Uber is a well known brand. It has huge number of vehicles to serserve it's customers. Uber has a very simple mission but it has a huge impact on daily activities of human around the world that is “Transportation as reliable as running water, everywhere, for everyone” (Uber2016). From that mission, they believe in creating possibilities for riders, drivers, and cities.
Nowadays, Uber has expanded the operations to 410 cities in over 60 countries around the world.m oreover, they have provided many transportations and logistic services; especially in Singaporefor instance UberX, UberXL.
Resources-
Some of Uber's key resources include its network (Drivers & riders). Their Platform (apps) for both the rider and driver has been an integral resources. It's focus on improving its algorithms and data analysis. Their analysis is also directed towards the growth of their network.
Capabilities-
Potentially provide drivers with "flexible and independent jobs".
As Uber does not require cars to be hailed, its drivers can more easily pick up customers in less built up neighborhoods.
Reduce cost per riders.
Cut congestion, reduce pollution, reduce mass traffic and increase living standard of people.
Resources and capabilities to be source of competitive advantage-
The first candidate are network effects, which are often a major source of competitive advantage for platform businesses. The network effects mean that the value of the platform for the user increases with the number of users on the platform. There are two kinds of network effects: direct and indirect. Direct network effects are among users of the same kind. A good example is old-fashioned telephone. The value of a telephone for me is very low if there is no-one to call. If all my friends, business partners and others have telephones, the value of having one is very high. Indirect network effects are between different kinds of users of a platform. A good example are gaming consoles like Sony PlayStation, Nintendo Wii or Microsoft Xbox.

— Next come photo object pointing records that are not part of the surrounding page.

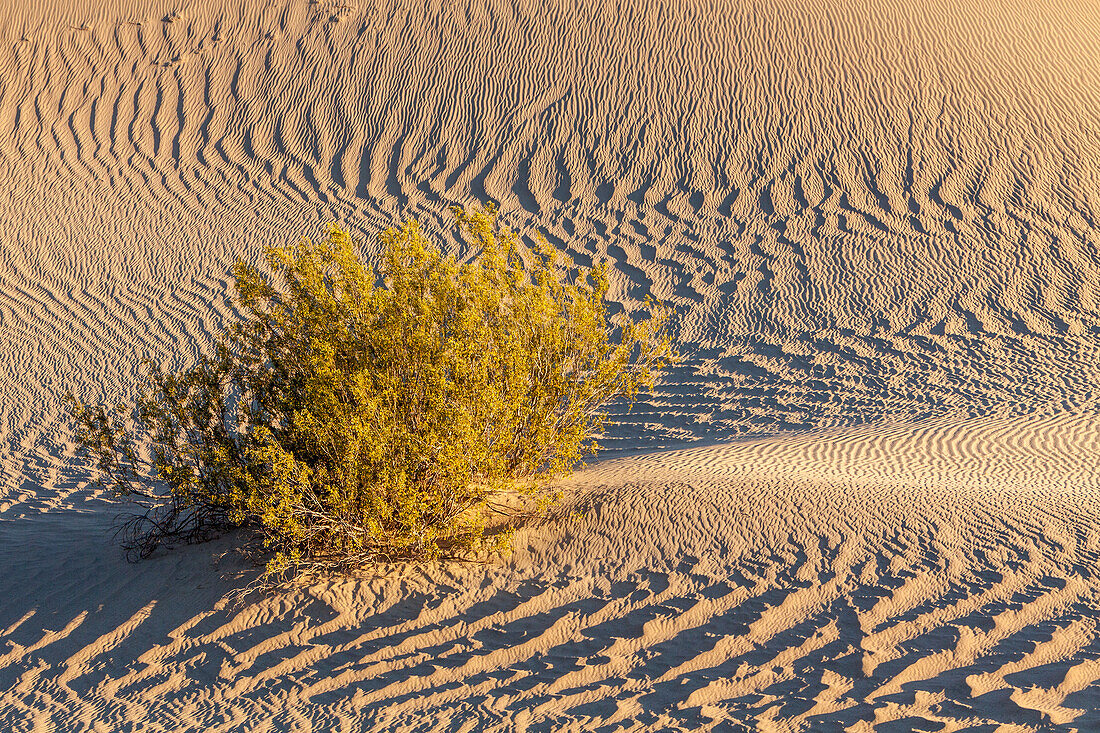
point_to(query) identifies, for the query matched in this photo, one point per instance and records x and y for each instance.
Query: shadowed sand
(878, 226)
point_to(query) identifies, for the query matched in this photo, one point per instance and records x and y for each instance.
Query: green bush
(353, 417)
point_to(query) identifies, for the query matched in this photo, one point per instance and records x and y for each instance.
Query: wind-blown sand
(878, 223)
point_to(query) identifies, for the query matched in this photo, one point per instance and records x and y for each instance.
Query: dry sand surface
(867, 500)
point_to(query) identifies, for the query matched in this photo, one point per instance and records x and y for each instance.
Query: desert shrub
(355, 416)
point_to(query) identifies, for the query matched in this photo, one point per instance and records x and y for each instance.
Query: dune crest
(878, 223)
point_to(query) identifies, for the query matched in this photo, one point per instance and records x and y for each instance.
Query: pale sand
(878, 222)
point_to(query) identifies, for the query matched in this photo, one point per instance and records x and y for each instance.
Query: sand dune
(878, 223)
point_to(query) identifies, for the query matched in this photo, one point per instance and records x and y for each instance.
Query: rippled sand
(867, 500)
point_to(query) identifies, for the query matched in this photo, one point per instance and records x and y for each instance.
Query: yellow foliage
(359, 416)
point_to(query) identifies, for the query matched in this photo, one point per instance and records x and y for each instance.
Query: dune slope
(878, 223)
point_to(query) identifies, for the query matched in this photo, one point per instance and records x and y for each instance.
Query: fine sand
(868, 499)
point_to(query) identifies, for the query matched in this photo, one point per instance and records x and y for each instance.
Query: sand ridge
(877, 223)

Different types of users in this case are players and game developers. Players want a game console with a wide array of games to choose from and game developers will develop games for a console with a large number of players they can sell to.
In businesses with strong network effects, these can serve as a barrier to entry because new entrants need to simultaneously build different types of users. In Uber's case both riders and drivers need to be present on the platform in significant numbers. Building this network is costly and also means that small initial advantages can prove impossible to catch-up because if the network effects in the first mover's platform have already kicked in and reached critical mass, this platform is much more attractive for new users and will likely increase the gap to new competitors.

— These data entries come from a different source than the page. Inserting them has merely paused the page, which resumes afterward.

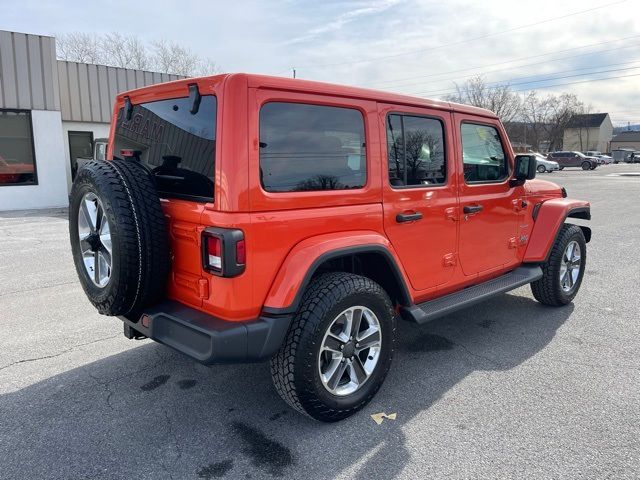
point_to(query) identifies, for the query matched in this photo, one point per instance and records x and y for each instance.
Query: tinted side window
(482, 154)
(177, 146)
(311, 147)
(415, 151)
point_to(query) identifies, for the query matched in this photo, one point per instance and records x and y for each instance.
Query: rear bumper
(208, 339)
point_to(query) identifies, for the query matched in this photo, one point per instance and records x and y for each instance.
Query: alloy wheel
(94, 234)
(570, 266)
(350, 350)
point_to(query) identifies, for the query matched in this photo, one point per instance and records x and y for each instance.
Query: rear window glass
(482, 154)
(311, 147)
(415, 151)
(178, 147)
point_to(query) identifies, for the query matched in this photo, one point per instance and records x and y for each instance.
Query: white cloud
(329, 40)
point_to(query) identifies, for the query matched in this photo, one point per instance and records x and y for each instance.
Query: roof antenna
(194, 98)
(128, 108)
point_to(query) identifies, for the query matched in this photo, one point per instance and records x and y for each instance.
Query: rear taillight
(241, 253)
(223, 251)
(214, 253)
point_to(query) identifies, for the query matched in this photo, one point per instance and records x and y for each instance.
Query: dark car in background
(573, 159)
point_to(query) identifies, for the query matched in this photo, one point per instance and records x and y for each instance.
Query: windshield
(177, 147)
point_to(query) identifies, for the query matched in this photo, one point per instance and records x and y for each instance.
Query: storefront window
(17, 162)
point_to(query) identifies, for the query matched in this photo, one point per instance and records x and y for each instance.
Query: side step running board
(427, 311)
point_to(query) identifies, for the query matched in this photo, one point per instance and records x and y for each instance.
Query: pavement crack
(477, 355)
(46, 357)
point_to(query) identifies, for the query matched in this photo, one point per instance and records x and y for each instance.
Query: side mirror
(525, 169)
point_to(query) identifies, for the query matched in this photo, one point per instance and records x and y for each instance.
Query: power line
(519, 59)
(462, 42)
(509, 83)
(635, 45)
(577, 82)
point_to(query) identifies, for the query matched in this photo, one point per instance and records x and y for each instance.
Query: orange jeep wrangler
(241, 217)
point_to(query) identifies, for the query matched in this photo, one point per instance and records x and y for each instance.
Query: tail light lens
(214, 253)
(241, 253)
(223, 251)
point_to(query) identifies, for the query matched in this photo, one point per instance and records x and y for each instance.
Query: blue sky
(415, 47)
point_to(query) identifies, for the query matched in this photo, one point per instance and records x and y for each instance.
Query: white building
(51, 111)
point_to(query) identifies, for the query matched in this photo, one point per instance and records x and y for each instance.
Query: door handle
(408, 217)
(472, 209)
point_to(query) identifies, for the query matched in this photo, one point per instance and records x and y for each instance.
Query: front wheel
(564, 269)
(339, 348)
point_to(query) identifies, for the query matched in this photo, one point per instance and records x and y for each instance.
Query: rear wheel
(339, 348)
(564, 269)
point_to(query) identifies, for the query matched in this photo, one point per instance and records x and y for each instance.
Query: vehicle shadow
(151, 413)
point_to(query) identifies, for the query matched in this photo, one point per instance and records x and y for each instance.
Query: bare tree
(79, 47)
(548, 117)
(125, 51)
(172, 58)
(128, 51)
(500, 99)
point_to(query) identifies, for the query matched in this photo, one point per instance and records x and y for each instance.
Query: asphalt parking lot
(510, 389)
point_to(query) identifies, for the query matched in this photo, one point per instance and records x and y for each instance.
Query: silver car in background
(545, 165)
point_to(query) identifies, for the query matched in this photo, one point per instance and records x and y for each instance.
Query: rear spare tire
(118, 236)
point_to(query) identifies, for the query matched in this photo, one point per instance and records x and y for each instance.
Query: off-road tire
(294, 367)
(548, 290)
(140, 244)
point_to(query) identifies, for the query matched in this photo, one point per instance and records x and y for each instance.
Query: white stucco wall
(100, 130)
(51, 166)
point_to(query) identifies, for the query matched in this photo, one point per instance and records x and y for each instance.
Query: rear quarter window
(307, 147)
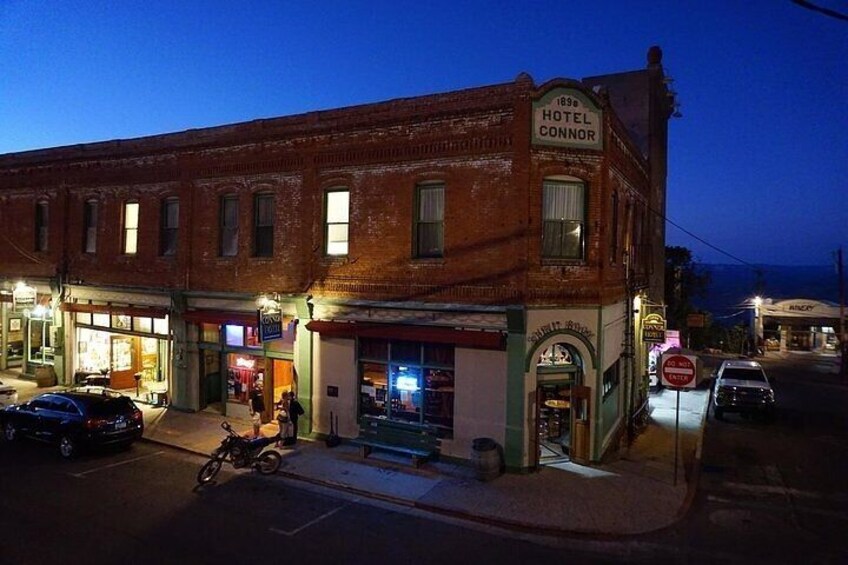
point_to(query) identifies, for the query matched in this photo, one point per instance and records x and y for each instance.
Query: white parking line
(296, 531)
(119, 463)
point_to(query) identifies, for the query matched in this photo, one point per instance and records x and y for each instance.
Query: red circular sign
(678, 370)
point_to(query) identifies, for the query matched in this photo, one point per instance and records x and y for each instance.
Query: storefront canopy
(474, 339)
(114, 310)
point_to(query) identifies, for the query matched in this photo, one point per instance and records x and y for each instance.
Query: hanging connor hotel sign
(270, 322)
(566, 117)
(24, 298)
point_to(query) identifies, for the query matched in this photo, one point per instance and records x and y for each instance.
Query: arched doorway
(559, 377)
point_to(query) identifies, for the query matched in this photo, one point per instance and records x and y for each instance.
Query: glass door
(554, 422)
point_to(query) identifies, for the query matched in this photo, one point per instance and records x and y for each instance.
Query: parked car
(75, 420)
(741, 385)
(8, 395)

The second source of competitive advantage could be the brand. Because of its brand and reputation Uber can easily attract drivers and passengers in new locations. Its name has become synonymous with ride-hailing (i.e. technology enabled taxi services) as 'taking an Uber' entered urban speech as a superior alternative to taxi in many locations. This reputation likely means that Uber would be first choice for riders. However, price sensitivity of most customers most probably means Uber's brand alone would not enable Uber to charge higher prices for its service unless it could differentiate the service in a valuable way from other ride-hailing platforms.
Operational excellence could be another source of competitive advantage. However, in Uber's case the platform development and maintenance is a fairly simple affair from operational point. Most of the tasks involved with purchasing, maintenance is outsourced to drivers and the rest is technology-enabled, which levels the field for different platforms and would most probably not be a source of advantage for Uber.

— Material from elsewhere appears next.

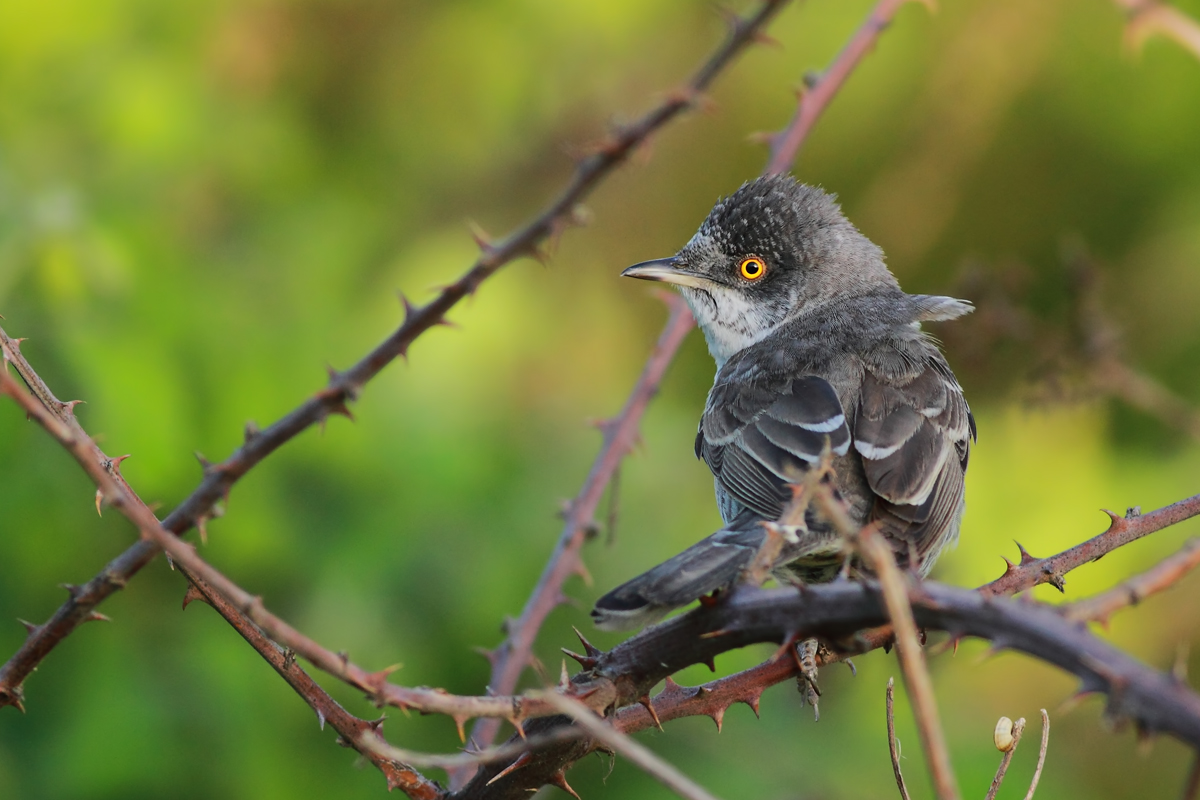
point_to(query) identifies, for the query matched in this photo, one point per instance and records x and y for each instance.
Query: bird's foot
(807, 681)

Is Uber able to achieve cost advantage? Costs could be divided to those on Uber's side and those on drivers' side. On the one hand, there are economies of scale in building and operating a software platform, which is a major Uber resource. Smaller competitor have to build essentially the same features, cost of which is spread over smaller number of users. On the other hand, there are also economies of scale in operating larger fleets of cars, which give disadvantage to Uber's model of large number of individual drivers compared with traditional taxi fleets. Uber has also additional costs with global marketing, branding and lobbying. Other costs (e.g. fuel) are essentially the same for all competitors. It is unclear whether Uber will be able to achieve cost advantage, but the prospects of having a significant advantage in this area are slim.